🤖 AI Summary
It remains unclear whether high scores of large language models (LLMs) on reasoning benchmarks reflect genuine causal reasoning capabilities or merely statistical memorization of training data.
Method: We propose RE-IMAGINE, the first framework to systematically integrate Pearl’s three-layer causal hierarchy—association, intervention, and counterfactual reasoning—into LLM evaluation. It automatically generates memory-robust question variants via symbolic intermediate representations, covering mathematics, programming, and logic. The approach combines symbolic program synthesis, intermediate representation transformation, and cross-domain adaptation to overcome limitations of static benchmarks.

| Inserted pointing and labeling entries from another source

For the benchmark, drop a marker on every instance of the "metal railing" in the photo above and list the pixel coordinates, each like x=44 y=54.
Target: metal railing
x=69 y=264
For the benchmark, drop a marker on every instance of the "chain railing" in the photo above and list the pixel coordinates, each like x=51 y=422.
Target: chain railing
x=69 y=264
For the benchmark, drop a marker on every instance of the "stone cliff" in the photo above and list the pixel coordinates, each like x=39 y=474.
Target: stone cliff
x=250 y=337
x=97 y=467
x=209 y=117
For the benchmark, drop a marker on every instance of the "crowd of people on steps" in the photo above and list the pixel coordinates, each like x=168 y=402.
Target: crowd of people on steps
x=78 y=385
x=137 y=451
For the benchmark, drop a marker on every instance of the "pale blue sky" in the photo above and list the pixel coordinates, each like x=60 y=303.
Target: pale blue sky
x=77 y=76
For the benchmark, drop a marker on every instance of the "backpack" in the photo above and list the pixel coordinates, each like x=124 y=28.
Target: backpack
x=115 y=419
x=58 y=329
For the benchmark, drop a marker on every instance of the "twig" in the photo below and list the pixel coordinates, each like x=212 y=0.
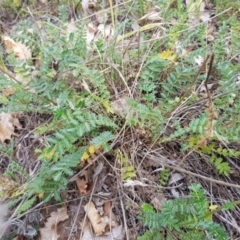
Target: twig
x=163 y=161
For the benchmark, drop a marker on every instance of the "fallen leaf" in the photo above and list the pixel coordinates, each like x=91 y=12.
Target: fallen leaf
x=3 y=211
x=20 y=51
x=157 y=201
x=168 y=54
x=7 y=124
x=84 y=184
x=98 y=225
x=153 y=16
x=7 y=186
x=115 y=233
x=51 y=226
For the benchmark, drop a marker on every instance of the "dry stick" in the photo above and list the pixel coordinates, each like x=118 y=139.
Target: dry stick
x=75 y=219
x=192 y=27
x=163 y=159
x=124 y=216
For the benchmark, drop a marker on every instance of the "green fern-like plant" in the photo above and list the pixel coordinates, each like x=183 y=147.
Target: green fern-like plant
x=65 y=87
x=185 y=217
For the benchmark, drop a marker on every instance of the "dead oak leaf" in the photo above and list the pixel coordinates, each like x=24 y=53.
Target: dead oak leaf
x=51 y=226
x=7 y=124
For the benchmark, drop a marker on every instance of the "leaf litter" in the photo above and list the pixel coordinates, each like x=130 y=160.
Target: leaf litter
x=103 y=223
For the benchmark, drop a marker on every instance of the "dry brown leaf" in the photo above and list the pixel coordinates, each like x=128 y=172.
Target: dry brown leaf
x=157 y=201
x=20 y=51
x=115 y=233
x=7 y=186
x=51 y=226
x=84 y=183
x=99 y=226
x=152 y=16
x=7 y=124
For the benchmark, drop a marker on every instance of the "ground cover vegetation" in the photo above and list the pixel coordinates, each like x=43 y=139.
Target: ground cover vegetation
x=119 y=119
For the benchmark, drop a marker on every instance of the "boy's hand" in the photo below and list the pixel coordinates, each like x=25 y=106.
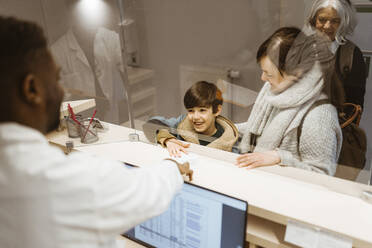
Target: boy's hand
x=258 y=159
x=184 y=168
x=175 y=147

Contribution/Results: Evaluated across four major reasoning benchmarks on diverse LLM families, RE-IMAGINE reveals substantial performance degradation at the intervention and counterfactual layers—demonstrating that current high scores heavily rely on statistical memorization rather than true causal reasoning. This work establishes a novel, hierarchically grounded standard for rigorous assessment of compositional and causal reasoning abilities in LLMs.
📝 Abstract
Recent Large Language Models (LLMs) have reported high accuracy on reasoning benchmarks. However, it is still unclear whether the observed results arise from true reasoning or from statistical recall of the training set. Inspired by the ladder of causation (Pearl, 2009) and its three levels (associations, interventions and counterfactuals), this paper introduces RE-IMAGINE, a framework to characterize a hierarchy of reasoning ability in LLMs, alongside an automated pipeline to generate problem variations at different levels of the hierarchy. By altering problems in an intermediate symbolic representation, RE-IMAGINE generates arbitrarily many problems that are not solvable using memorization alone. Moreover, the framework is general and can work across reasoning domains, including math, code, and logic. We demonstrate our framework on four widely-used benchmarks to evaluate several families of LLMs, and observe reductions in performance when the models are queried with problem variations. These assessments indicate a degree of reliance on statistical recall for past performance, and open the door to further research targeting skills across the reasoning hierarchy.